Describes how to split long input text for increased performance.

On a filter profile basis, Philter can split input text to process each split individually. This generally improves performance and allows for handling long input text. Splitting is disabled by default.

An example split configuration in a filter profile is shown below

{
"name": "default",
"crypto": null,
"identifiers": {},
"config": {
"splitting": {
"enabled": true,
"threshold": 10000,
"method": "newline"
}
}
}

In this example filter profile, splitting is enabled for inputs greater than equal to 10,000 characters in length.

The method of splitting the text will be the newline method. This method will cause Philter to split the text based on the locations of new line characters in the input text. Additional methods of text splitting may be added in future versions.

Because the newline method splits text based on the locations of new line characters in the text, the text contained in the reassembled filter responses may not be an exact match of the input text. This is due to white space and other characters that may reside near the new line characters that get omitted during processing.

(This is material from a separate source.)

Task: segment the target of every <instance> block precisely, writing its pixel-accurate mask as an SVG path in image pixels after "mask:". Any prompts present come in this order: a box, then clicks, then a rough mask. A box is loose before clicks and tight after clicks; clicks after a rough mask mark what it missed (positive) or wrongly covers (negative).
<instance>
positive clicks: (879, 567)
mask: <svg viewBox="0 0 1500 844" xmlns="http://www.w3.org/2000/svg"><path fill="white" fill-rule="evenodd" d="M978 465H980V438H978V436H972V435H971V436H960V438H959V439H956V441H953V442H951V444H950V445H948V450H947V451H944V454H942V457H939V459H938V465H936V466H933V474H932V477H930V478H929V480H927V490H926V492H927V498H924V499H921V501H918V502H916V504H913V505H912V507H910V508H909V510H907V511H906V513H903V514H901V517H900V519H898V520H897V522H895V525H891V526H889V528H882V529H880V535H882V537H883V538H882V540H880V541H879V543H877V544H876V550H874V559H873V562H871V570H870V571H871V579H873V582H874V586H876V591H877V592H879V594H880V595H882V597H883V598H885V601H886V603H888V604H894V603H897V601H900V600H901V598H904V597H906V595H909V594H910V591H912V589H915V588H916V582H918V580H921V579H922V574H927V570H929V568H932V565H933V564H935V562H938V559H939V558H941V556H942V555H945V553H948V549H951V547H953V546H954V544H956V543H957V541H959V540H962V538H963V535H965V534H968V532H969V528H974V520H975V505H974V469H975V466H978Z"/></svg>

Text Splitting Filter Profile Properties

Property

Description

Allowed Values

Default Value

enabled

Whether or not input texts are split.

true or false

false

threshold

When to split the input text.

Any integer value.

10000

method

How to split the text.

newline

newline

Alternative to Philter Splitting Text

In some cases it may be best to split your input text client side prior to sending the text to Philter. This gives you full control over how the text will be split and provides more predictable responses from Philter because you know how the text is split.

An example of splitting text into chunks prior to sending the text to Philter is given in the commands below:

# Given a large file called largefile.txt, split it into 10k pieces.
$ split -b 10k largefile.txt segment
# Now process the pieces.
$ curl -s -X POST -k "https://philter:8080/api/filter?d=document1" --data "@/tmp/segmentaa" -H "Content-type: text/plain" > out1
$ curl -s -X POST -k "https://philter:8080/api/filter?d=document1" --data "@/tmp/segmentab" -H "Content-type: text/plain" > out2
# Now recombine the outputs into a single file.
$ cat out1 out2 > filtered.txt